TRANSICIONES
El futuro de Darwin Núñez en Al-Hilal pende de un hilo: entre reglamentos, cambios de dueños y el radar europeo.
El delantero uruguayo enfrenta su momento más crítico en Arabia Saudita, con escasas oportunidades de juego y una reestructuración del club que podría complicar aún más su permanencia.
Lo que comenzó como un fichaje estelar para Darwin Núñez en Al-Hilal se ha convertido en una situación incierta. El goleador, quien llegó al club saudí procedente de Liverpool por 63 millones de dólares, enfrenta serios obstáculos que comprometen su continuidad.
La llegada de Karim Benzema desencadenó una serie de decisiones administrativas que dejaron a Núñez fuera del plantel inscrito para la Liga Profesional Saudí y otras competencias locales desde febrero, limitando su participación únicamente a la Liga de Campeones de Asia, de la cual ya fue eliminado.

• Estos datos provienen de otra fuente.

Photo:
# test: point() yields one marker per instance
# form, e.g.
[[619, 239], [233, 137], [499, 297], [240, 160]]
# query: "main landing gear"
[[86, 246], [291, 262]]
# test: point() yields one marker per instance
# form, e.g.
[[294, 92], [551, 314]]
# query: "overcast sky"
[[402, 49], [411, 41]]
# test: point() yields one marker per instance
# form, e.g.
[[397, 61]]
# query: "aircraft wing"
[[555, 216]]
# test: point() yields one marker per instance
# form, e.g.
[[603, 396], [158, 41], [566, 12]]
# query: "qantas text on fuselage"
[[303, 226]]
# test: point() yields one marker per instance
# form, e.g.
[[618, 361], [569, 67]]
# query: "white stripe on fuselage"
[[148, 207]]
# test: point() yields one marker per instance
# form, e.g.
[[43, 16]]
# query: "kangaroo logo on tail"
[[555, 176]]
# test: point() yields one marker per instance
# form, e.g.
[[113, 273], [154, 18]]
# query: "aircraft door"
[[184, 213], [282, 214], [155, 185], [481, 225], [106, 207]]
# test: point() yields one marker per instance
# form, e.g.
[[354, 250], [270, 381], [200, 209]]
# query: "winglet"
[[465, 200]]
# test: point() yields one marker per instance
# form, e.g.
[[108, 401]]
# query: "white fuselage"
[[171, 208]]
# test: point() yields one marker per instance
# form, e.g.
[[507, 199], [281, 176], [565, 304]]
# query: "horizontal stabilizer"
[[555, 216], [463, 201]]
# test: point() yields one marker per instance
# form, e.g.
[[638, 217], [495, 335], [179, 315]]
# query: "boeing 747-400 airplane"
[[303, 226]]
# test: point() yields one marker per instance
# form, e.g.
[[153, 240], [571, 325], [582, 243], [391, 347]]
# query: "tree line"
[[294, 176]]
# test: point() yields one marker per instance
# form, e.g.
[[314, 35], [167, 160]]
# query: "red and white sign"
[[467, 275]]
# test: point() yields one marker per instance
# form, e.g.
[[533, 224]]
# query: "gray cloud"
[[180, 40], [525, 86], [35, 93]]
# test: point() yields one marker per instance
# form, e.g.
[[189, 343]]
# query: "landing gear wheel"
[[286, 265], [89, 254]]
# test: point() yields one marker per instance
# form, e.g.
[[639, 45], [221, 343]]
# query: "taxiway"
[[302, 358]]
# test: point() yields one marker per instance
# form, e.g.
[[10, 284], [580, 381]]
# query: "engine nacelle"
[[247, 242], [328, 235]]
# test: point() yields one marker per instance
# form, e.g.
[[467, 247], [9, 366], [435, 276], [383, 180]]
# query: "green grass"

La situación empeora con factores externos, como la suspensión de actividades debido a la Guerra de Medio Oriente, y la reciente eliminación de Al-Hilal en dicha competición. Esto sentencia su temporada: Núñez no volverá a jugar oficialmente con el club este año.
Además, un cambio de dueño complica aún más su futuro. El Fondo de Inversión Pública (PIF) acordó la venta del 70% del club a Kingdom Holding Company, liderado por el príncipe Al Waleed bin Talal, quienes planean reevaluar la situación de los jugadores extranjeros. Un futbolista de alto costo que no puede competir en la liga local es el primer candidato a salir.
A pesar de la inactividad, Núñez mantiene cifras respetables: nueve goles y cinco asistencias en 24 partidos. Su presencia en la selección uruguaya bajo Marcelo Bielsa también le ha dado visibilidad en el mercado europeo. Clubes como Juventus, Milan y Fenerbahçe han mostrado interés, mientras que Chelsea también lo ha pretendido en el pasado.